Second, the Common Core Standards, which are scheduled to be implemented in 2014, will cost taxpayers another million to implement as other states are finding out. Plus, education experts are denouncing the effectiveness. Poorly written, it promises to further separate the gifted children and leave the struggling further behind.
Does this poster believe every child should go college regardless of aptitude? Scholastic ability is not evenly distributed among all children. Only when K-12 performance is ignored, SAT scores lowered for admittance or as in some cases, abolished altogether can higher education be made all inclusive. But when that point is acheived universities become glorified (and costly) high schools, This nullifies their oriiginal purpose. The economic impact of this silliness is obvious.
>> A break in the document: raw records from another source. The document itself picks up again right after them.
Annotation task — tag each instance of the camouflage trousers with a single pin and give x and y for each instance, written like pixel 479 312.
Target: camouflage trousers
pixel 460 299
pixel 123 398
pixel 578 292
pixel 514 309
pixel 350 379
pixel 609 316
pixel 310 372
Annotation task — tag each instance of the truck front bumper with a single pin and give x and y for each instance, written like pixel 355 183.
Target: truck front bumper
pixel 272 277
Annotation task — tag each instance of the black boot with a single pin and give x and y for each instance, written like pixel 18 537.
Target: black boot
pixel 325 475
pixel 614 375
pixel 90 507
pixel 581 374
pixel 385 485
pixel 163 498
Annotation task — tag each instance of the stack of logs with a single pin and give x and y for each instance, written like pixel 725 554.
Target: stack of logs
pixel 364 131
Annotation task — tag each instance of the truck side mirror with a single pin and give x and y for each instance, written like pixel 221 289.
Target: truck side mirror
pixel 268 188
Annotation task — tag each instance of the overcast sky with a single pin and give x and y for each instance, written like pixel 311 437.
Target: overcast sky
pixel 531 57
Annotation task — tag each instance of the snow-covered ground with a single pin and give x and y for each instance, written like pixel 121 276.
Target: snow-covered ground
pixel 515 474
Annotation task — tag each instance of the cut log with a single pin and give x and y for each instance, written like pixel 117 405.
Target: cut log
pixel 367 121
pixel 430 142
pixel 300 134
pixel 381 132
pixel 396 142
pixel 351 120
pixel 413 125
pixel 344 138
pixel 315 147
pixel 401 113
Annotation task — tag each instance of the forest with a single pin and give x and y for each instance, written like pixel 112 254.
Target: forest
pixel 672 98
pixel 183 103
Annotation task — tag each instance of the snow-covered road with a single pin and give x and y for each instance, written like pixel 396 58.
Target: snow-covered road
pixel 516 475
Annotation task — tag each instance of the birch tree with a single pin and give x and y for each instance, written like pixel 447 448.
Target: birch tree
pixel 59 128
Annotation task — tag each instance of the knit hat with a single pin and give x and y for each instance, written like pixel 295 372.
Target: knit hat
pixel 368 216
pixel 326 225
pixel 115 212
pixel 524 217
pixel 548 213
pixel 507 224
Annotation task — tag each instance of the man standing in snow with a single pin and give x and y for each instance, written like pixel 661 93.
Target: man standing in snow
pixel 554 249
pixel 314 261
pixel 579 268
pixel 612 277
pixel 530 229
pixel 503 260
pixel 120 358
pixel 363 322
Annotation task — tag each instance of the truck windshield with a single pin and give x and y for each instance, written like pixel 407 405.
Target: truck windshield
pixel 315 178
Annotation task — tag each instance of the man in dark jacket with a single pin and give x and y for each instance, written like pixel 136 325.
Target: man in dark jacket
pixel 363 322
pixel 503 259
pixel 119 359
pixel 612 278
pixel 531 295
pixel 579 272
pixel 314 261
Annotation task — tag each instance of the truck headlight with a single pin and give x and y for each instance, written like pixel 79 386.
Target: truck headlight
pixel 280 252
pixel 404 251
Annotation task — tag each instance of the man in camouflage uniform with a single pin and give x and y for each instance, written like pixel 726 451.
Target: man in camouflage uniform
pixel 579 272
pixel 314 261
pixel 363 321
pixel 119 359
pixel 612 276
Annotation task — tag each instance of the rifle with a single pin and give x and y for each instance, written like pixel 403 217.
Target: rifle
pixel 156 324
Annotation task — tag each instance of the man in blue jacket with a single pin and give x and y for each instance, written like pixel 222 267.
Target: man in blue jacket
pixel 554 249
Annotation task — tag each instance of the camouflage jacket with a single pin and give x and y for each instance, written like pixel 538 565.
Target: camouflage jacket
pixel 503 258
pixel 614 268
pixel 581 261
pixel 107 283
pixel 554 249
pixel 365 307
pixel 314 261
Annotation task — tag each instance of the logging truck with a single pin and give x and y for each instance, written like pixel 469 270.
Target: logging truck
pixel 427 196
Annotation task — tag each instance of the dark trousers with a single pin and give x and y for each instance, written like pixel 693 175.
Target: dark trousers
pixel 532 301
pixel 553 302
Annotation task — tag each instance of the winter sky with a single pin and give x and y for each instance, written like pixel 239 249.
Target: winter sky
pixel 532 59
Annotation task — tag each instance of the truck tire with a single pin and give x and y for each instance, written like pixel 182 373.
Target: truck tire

The US public school system should establish a rational three tiered education system. Wherein bright children are given college preparation courses while other less scholastically inclined students are given technical and craft training. The third part of this system simply culls out children who display no desire or aptitude for 1, and 2 above, or are a disruptive presence in any kind of classroom. Tax payers are simply are no longer held financially responsible for this latter class. Parents of the third class would then bear all education/training costs.
What few people wish to deal with is our economic decline and a surge in the population of people who expect the Govt to solve all their problems- including magically transforming a gaggle of dumb children- which they can’t control- in to captains of industry.